Upon my first tour of the vast museum artifact warehouses, I couldn’t help but gawk at the great multitude of fascinating things — trains, antique cars, telephone station switchboards, typewriters… I was enraptured. However, my excitement was subdued as I approached one of the objects of my study — a steel monstrosity painted green. The Crompton and Knowles industrial silk and rayon loom, model S-6 — former property of Kingston’s DuPont textile facility — was massive, menacing and way out of my league. Yet, I was to acquaint myself with the mechanic beast. This was to be my project: the study of the artifacts in the industrial textile collection and the research of relevant material, for the purpose of expanding Ingenium’s catalogue information. Over the weeks that followed, I familiarized myself with this big machine and others like it in the collection. Although I dubbed it the “green monstrosity,” it was actually a very cool loom, considered to be top of the line in the days of its operation. Through this exploration, I began my investigation into the history of the Canadian textile industry.
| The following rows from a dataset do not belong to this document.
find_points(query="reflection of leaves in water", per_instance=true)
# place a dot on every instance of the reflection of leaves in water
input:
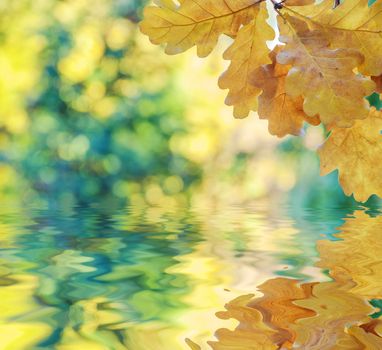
(323, 315)
(358, 254)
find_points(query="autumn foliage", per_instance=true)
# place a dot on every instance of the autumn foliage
(327, 62)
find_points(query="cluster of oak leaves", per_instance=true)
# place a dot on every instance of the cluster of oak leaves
(328, 61)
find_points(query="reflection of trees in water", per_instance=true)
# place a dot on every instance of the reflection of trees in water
(338, 314)
(96, 275)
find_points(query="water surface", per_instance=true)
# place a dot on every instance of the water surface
(147, 278)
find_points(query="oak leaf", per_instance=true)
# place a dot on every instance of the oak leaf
(195, 22)
(352, 25)
(356, 152)
(324, 76)
(248, 52)
(284, 113)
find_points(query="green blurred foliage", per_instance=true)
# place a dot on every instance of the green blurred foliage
(96, 106)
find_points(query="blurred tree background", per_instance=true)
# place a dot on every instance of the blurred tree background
(90, 110)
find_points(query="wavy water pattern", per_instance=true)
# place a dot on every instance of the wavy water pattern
(151, 278)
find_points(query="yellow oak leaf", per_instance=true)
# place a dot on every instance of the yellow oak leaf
(248, 52)
(284, 113)
(378, 83)
(195, 22)
(357, 253)
(357, 153)
(324, 76)
(355, 25)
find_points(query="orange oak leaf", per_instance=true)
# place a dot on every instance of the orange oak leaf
(195, 22)
(355, 25)
(356, 152)
(324, 76)
(284, 113)
(248, 52)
Historically, textile manufacturing has been an influential Canadian industry, playing an important economic role throughout the nineteenth and twentieth centuries. In fact, it was the third-largest employer in industrial manufacturing in the mid-nineteenth century, after iron and steel production. In the hard years of 1930 –1935, textile manufacturing sustained industrial employment. By the 1970s, Canadian textile workers earned the highest pay in the sector across the globe.
Taken from trade literature, this image shows the Model R.T.R. Wildt & Co. knitting machine used in Kingston, Ontario.
Prior to the industrialization of textile manufacturing in Canada, fabric was produced at home or imported. The earliest-known mill that undertook all the steps in textile manufacturing was a woollen mill built in the 1820s. More mills producing wool fabric were soon constructed. By the mid-1800s, the industry had expanded to include some 385 cotton mills across Upper and Lower Canada. By the early 1900s, the industry included knit goods production and a growing number of man-made fabrics using innovative blends, with close to 2,000 factories and mills in operation.
At its height in the twentieth century, the textile industry was so well organized and robust that it not only fulfilled up to 60 percent of domestic market demands, but it also met military requirements during both world wars. By the end of twentieth century, the rise of textiles manufactured in developing countries resulted in a decline in Canadian domestic production. Today, the majority of Canada’s textile needs are filled with imported goods.
My practicum at Ingenium broadened my knowledge of Canadian industry and permitted this educational excursion into Canadian history. I am also quite thrilled that I caught a glimpse of the amazing variety of artifacts housed at the museum — over 80,000 pieces demonstrating our progress and ingenuity. Although we did not become great friends, the loom and I, at least I understand its workings a little better.
Taken from trade literature, this ad shows a Canadian textile mill, circa 1950.